Le financement de l’AVS est confronté à des défis majeurs en raison du fort vieillissement démographique. Celui-ci a pour conséquence que la part de la population active ne cesse de diminuer par rapport à la génération des retraités. La 13e rente AVS aggravera encore la situation financière de cette assurance sociale, puisqu’elle devrait entraîner des dépenses supplémentaires d’environ cinq milliards de francs à partir de 2032.
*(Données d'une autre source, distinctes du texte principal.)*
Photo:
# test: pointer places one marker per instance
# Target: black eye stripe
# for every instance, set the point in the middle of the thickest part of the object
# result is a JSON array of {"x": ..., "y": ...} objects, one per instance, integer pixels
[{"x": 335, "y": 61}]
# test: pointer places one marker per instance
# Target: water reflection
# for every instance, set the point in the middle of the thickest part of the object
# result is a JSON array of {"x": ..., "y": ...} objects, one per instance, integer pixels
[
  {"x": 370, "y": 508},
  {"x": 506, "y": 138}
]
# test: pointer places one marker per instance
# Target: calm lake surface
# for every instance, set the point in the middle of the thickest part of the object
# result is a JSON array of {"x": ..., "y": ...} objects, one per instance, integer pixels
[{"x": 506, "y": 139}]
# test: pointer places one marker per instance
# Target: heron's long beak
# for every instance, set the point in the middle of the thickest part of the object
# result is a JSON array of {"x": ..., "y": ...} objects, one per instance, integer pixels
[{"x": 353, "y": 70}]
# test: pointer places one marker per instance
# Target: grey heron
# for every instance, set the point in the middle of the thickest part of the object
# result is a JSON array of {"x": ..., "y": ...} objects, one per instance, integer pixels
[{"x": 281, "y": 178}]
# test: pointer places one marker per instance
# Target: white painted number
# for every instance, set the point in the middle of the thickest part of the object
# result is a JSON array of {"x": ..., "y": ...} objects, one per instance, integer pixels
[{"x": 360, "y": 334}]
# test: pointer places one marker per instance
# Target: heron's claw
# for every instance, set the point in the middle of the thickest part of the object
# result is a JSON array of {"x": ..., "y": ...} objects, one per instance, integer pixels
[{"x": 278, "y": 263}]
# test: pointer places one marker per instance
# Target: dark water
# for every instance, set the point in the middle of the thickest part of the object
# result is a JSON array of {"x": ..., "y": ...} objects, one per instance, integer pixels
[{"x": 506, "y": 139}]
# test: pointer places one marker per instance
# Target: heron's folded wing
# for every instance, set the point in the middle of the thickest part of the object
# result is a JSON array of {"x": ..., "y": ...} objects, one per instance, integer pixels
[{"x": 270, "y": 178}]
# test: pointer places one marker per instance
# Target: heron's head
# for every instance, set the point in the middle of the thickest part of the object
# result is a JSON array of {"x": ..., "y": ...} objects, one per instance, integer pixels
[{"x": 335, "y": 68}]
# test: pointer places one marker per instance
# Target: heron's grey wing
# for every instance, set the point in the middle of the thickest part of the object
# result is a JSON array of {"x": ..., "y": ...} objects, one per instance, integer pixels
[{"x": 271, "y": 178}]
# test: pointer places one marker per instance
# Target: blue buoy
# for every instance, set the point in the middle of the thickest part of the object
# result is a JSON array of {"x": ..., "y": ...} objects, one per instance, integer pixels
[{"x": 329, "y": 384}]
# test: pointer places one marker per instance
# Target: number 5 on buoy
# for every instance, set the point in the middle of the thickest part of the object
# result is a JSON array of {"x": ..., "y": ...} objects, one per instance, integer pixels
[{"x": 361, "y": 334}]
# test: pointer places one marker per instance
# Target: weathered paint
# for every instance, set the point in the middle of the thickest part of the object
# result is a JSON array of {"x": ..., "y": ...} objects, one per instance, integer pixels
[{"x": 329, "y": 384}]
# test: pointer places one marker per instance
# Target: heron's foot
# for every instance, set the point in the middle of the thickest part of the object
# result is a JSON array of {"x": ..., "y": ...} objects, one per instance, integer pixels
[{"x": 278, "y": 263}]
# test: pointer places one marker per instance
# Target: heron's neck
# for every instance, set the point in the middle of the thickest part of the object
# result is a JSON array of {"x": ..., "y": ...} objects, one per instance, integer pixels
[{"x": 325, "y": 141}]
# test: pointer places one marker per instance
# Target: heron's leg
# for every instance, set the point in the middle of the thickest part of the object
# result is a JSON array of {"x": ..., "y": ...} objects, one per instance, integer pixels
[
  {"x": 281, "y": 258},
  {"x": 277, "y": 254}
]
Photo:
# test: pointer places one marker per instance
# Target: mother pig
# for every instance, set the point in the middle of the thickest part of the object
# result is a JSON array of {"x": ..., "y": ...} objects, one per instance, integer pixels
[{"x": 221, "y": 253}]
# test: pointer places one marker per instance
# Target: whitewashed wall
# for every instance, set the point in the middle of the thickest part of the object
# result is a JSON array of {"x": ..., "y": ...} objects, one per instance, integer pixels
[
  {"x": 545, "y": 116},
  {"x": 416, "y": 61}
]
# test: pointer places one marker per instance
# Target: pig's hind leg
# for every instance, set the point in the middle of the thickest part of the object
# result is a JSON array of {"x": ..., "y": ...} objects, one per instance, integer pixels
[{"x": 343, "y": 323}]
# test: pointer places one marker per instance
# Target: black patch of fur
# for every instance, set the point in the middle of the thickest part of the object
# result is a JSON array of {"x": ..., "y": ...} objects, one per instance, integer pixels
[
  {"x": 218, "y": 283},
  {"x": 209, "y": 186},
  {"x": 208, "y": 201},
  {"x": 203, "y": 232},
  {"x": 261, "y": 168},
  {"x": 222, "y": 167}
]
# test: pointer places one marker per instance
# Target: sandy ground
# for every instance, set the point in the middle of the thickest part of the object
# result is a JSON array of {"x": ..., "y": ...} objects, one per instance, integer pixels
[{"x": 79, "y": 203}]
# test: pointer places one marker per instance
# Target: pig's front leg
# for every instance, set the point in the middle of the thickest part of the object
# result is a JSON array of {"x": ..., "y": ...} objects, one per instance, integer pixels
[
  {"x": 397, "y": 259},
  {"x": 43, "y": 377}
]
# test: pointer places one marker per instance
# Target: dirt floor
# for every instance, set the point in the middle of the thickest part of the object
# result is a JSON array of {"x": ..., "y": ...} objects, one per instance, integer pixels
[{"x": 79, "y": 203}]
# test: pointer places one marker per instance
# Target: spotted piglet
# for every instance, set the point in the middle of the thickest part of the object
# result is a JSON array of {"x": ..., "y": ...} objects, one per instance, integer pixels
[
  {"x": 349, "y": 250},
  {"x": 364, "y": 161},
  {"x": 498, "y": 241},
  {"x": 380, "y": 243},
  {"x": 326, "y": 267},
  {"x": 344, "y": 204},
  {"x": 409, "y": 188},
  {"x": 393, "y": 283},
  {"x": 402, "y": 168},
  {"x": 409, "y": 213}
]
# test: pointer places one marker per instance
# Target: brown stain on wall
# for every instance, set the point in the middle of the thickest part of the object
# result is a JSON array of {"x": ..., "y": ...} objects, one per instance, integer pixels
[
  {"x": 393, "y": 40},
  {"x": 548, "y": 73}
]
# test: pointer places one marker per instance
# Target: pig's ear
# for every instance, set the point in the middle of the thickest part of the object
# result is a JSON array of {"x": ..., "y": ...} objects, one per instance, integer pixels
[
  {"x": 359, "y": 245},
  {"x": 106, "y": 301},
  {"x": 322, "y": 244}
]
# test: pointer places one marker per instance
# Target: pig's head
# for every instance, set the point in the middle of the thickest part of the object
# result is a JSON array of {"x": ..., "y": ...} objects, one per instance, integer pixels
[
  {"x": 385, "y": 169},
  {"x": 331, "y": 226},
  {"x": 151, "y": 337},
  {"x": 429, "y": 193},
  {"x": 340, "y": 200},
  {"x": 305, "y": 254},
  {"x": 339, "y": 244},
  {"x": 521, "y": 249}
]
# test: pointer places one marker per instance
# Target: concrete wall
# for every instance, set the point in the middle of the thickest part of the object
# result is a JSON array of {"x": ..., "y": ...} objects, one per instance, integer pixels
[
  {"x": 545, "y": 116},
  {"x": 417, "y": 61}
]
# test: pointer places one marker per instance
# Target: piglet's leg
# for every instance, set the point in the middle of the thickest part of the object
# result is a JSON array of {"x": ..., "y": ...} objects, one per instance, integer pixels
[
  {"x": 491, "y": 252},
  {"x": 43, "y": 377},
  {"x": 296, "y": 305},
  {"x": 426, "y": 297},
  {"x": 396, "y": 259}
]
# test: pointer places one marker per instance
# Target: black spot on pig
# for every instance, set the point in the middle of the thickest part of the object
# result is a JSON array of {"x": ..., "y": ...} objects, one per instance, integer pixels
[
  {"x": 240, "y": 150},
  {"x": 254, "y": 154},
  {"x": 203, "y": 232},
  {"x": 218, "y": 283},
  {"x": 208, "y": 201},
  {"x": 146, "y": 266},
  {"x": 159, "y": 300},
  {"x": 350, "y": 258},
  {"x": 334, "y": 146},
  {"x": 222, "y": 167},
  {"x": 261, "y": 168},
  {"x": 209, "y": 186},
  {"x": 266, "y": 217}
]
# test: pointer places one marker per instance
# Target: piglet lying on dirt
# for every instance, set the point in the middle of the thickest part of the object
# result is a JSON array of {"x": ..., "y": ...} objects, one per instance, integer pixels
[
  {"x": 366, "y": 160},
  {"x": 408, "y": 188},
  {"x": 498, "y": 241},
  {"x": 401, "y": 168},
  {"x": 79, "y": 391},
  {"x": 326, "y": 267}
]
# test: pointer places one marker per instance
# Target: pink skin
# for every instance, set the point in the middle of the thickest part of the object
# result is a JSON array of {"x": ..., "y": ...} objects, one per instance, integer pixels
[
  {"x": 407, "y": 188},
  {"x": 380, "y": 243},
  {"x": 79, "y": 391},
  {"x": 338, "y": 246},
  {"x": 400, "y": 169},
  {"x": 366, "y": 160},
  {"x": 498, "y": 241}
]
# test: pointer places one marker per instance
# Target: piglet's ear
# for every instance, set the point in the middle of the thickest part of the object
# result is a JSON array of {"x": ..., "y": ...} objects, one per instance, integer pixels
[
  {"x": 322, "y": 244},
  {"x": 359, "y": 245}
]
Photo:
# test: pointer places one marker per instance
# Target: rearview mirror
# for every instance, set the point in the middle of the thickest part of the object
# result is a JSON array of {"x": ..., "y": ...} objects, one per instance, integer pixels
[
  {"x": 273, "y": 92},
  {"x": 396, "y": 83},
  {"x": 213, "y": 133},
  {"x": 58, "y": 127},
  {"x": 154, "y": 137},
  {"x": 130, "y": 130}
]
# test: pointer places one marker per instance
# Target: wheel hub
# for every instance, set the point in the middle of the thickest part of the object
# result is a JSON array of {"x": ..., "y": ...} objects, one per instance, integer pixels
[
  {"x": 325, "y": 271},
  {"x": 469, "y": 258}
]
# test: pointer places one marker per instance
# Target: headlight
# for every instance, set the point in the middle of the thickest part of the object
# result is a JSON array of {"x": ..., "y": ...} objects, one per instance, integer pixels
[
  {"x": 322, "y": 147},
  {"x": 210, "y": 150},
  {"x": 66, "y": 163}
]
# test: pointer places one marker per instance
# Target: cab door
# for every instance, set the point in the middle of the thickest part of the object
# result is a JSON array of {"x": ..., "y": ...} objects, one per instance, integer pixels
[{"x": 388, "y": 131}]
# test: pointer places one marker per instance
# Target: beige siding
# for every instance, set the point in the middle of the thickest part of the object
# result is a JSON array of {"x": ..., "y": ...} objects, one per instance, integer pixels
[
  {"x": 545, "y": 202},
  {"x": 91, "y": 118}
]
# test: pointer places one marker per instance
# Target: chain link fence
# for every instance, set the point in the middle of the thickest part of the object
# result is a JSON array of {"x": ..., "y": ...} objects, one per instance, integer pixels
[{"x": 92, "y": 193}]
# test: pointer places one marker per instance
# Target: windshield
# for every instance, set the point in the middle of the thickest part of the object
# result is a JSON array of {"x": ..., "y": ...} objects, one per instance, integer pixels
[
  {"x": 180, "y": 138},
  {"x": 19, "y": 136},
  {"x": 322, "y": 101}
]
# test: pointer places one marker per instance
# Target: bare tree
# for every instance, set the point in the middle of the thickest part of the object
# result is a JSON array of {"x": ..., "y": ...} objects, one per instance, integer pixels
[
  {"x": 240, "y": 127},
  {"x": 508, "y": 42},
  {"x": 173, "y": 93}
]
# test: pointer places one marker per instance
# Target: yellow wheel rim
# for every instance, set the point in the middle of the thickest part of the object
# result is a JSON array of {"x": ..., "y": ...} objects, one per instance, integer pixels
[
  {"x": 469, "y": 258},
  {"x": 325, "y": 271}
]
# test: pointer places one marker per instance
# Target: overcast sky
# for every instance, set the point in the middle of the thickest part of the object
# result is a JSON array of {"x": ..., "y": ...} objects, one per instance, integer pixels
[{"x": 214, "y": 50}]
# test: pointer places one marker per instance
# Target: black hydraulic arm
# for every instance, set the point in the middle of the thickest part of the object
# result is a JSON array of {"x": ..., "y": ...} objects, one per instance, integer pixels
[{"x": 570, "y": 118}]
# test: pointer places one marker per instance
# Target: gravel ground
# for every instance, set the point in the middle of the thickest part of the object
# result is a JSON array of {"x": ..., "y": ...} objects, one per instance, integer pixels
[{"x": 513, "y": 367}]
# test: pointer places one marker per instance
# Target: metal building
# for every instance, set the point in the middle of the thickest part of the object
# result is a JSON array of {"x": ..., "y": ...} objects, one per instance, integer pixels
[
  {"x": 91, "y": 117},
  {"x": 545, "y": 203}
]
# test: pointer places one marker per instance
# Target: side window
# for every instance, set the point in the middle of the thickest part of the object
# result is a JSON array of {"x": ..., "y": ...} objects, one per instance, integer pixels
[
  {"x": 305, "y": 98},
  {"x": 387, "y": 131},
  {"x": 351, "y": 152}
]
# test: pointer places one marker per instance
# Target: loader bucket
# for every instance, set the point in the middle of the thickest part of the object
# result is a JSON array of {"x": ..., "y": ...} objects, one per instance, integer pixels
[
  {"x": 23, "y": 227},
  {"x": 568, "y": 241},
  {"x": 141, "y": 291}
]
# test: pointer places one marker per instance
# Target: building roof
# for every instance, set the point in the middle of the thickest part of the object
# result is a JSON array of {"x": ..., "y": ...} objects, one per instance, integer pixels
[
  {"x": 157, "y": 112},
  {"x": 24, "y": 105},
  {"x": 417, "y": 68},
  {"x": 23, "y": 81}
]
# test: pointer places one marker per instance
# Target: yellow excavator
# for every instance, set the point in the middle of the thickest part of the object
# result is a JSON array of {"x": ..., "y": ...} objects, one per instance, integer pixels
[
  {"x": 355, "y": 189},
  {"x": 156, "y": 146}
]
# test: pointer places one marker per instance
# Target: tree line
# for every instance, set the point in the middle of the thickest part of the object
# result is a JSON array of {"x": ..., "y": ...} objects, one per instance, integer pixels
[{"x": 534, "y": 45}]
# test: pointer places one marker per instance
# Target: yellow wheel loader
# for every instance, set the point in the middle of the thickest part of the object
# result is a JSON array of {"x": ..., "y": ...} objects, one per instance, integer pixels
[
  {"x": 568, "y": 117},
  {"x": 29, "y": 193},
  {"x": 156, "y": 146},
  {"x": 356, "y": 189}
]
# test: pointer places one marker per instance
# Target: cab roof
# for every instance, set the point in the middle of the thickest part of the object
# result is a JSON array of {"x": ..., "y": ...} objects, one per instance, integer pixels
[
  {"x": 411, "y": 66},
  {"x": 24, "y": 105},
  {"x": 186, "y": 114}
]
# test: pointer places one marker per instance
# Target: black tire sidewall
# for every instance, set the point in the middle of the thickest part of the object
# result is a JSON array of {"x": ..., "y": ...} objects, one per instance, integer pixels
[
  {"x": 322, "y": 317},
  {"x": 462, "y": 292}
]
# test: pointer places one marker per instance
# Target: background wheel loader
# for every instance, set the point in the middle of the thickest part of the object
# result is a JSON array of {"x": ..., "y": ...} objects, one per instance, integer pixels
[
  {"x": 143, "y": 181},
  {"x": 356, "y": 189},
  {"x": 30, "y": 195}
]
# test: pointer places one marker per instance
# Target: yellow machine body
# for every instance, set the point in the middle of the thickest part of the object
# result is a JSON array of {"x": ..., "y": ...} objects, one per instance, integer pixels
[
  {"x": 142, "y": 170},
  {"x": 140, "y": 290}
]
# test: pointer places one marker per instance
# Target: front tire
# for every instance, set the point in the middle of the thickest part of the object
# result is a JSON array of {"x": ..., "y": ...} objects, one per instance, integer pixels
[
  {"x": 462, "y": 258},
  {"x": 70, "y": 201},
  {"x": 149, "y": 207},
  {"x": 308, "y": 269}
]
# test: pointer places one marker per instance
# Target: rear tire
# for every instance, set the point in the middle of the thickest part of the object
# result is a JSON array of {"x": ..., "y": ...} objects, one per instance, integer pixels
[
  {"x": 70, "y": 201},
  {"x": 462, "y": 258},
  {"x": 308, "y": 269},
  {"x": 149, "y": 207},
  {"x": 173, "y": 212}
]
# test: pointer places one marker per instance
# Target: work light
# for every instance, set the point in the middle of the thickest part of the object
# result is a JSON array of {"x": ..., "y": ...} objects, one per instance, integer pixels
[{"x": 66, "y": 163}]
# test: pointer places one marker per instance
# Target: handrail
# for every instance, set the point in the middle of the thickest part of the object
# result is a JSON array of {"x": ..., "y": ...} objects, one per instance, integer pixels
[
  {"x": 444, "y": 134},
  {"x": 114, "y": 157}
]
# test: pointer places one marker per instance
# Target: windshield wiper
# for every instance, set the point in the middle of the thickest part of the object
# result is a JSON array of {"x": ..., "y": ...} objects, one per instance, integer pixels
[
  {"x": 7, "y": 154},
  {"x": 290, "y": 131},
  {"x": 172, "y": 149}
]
Un impôt solidaire sur les successions à partir de cinq millions de francs permettra de combler le déficit grandissant qui affecte le financement des rentes de vieillesse, et constitue une solution équitable, intergénérationnelle et solidaire. Une partie de la fortune des personnes décédées très riches pourrait être utilisée pour faire en sorte que les retraités continuent de percevoir une rente appropriée, tout en soulageant les actifs, pour qui le fardeau du financement des rentes AVS ne cesse de s’alourdir. Rappelons en effet qu’un financement de l’AVS qui reposerait par trop sur les cotisations des salariés et des employeurs entraînerait des conséquences négatives, et qu’une augmentation de la TVA n’aurait rien de solidaire, puisqu’elle toucherait tout le monde de la même manière et se traduirait par un renchérissement généralisé.

La présente intervention peut enfin être vue comme un contre-projet à l’initiative populaire « Pour une politique climatique sociale financée de manière juste fiscalement (initiative pour l’avenir) », qui demande la mise en place d’un impôt sur les successions de 50 % à partir d’une franchise de 50 millions de francs. Le produit de cet impôt serait affecté à la lutte contre la crise climatique. Or, pour les raisons que j’ai indiquées, si un tel impôt sur les successions devait être adopté, c’est au financement de l’AVS que devrait être donnée la priorité.